Fast Casual Greek
Little Greek Restaurant dishes true-blue specialties fast in Dallas proper
Mediterranean restaurants, we have. But Greek restaurants, not as much. Little Greek Restaurant to the rescue. This small chain from Florida will open two branches in North Texas, including one in Dallas, at the southwest corner of Walnut Hill and 75.
A branch will also open in Coppell, joining Little Greek's two other suburban branches in Richardson and Carrollton.
The Dallas location, which is slated to open in May, is going into a former bicycle shop, where it will be neighbors with Tupinamba, the Tex-Mex institution that just closed its Inwood location on January 31; Tupinamba intends to reopen at this new location in mid-February.
Little Greek was brought to Dallas by Jan and Barry Rosen, who discovered it on visits to Tampa.
"I loved the salad dressing. I had them ship it to me by the case," Jan says. "All my friends would buy it from me. I guess you could compare it to a creamy Italian. It has a lot of seasonings, and there's a little sweetness."
But you can't pin a restaurant's fortunes on salad dressing alone. "The reason I thought it would work is because we have Greek restaurants, but none that are fast casual," she says. "We cook to order in front of you. And we get our gyro meat and pita bread from Chicago."

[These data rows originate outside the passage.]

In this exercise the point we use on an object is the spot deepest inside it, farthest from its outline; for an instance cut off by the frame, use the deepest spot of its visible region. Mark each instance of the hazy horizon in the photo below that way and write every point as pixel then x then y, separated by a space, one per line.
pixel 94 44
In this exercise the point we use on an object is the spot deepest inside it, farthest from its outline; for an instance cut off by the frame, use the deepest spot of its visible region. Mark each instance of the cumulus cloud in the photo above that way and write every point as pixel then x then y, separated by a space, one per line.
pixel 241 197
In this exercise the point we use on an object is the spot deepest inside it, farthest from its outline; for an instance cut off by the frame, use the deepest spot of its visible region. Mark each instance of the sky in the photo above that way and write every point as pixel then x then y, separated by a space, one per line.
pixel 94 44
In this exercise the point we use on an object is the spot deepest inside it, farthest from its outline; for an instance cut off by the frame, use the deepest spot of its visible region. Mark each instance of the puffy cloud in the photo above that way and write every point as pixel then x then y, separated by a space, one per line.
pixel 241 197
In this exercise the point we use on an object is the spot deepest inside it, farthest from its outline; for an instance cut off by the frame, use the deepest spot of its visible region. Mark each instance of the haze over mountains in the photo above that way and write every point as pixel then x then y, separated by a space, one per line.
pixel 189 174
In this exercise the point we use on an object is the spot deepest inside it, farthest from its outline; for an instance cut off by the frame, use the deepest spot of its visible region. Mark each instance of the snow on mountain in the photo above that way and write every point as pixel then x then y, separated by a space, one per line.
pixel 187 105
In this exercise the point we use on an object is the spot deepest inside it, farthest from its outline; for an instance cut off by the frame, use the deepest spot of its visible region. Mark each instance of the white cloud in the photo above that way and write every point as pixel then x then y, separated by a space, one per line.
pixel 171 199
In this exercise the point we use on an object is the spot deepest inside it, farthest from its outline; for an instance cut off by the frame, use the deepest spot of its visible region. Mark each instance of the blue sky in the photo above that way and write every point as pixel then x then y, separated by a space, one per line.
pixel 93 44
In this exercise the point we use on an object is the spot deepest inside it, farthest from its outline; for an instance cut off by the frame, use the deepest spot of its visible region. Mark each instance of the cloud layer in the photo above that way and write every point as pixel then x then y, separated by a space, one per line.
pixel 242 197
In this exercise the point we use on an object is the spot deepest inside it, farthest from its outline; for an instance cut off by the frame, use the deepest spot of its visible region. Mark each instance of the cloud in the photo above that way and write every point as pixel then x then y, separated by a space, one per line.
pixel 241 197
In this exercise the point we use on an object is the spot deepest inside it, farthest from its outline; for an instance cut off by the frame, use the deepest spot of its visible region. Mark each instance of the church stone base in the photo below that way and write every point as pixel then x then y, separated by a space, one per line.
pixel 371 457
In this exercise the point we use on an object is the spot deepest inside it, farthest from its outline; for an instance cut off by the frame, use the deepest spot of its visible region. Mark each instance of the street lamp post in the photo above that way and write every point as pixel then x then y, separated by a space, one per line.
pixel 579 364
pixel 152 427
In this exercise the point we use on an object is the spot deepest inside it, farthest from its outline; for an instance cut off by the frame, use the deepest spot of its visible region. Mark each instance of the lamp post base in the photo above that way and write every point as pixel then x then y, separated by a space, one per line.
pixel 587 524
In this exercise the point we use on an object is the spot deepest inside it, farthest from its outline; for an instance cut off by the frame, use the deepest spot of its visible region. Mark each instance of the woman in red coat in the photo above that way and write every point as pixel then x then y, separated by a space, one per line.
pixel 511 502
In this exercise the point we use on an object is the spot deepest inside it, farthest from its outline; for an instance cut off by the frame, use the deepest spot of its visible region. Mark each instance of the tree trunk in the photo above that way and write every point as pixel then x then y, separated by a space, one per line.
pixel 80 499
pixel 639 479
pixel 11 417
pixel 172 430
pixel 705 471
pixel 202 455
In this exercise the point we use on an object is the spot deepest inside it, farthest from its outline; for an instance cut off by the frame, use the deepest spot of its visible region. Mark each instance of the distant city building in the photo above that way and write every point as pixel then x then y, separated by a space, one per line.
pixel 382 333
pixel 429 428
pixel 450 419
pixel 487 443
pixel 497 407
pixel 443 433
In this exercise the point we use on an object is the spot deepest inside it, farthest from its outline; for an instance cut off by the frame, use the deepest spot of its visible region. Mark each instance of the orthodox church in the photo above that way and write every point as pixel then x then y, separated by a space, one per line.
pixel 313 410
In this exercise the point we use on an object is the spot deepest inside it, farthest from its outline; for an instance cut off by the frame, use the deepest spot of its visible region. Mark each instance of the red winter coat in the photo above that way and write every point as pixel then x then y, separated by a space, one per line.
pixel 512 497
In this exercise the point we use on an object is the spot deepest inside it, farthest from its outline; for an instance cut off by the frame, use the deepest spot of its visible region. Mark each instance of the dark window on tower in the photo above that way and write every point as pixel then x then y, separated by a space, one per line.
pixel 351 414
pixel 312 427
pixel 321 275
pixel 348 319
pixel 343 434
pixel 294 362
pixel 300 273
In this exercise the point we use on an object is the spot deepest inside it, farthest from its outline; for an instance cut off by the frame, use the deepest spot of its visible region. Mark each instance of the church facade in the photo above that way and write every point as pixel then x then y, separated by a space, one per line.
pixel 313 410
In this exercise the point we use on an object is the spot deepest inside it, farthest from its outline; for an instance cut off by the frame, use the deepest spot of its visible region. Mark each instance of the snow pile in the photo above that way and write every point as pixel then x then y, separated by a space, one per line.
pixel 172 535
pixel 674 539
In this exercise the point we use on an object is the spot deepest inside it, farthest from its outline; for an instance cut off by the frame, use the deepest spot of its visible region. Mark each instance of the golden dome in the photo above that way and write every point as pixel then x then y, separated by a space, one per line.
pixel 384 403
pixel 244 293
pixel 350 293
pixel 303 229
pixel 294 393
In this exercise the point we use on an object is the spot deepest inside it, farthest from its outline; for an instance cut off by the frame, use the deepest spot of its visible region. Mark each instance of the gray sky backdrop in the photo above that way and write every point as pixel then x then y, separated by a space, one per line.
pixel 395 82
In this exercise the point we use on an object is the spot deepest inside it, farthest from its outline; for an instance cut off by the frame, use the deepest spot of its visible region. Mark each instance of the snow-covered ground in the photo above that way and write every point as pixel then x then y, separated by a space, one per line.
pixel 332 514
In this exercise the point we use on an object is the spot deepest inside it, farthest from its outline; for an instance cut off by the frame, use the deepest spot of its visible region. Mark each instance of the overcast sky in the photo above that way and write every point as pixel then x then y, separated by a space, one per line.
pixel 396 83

They do quite a bit of catering for organizations like the Dallas Cowboys and hospitals, which Jan enjoys, because her mother was a caterer too. The location's proximity to Medical City Hospital was a deciding factor.
"We weren't even going to do another location, but when this property became available, it made sense," she says.
The menu includes familiar Mediterranean staples — hummus, of course, and baklava, and skewers of herbed chicken and beef served over rice — but also items unique to Greek cuisine such as moussaka and pastitsio.
"We want to differentiate ourselves from the Mediterranean places," she says. "Our Greek salad is unique because it's topped with a scoop of potato salad and a red beet," Jan says. "That's a Florida thing, but transformed into Dallas too."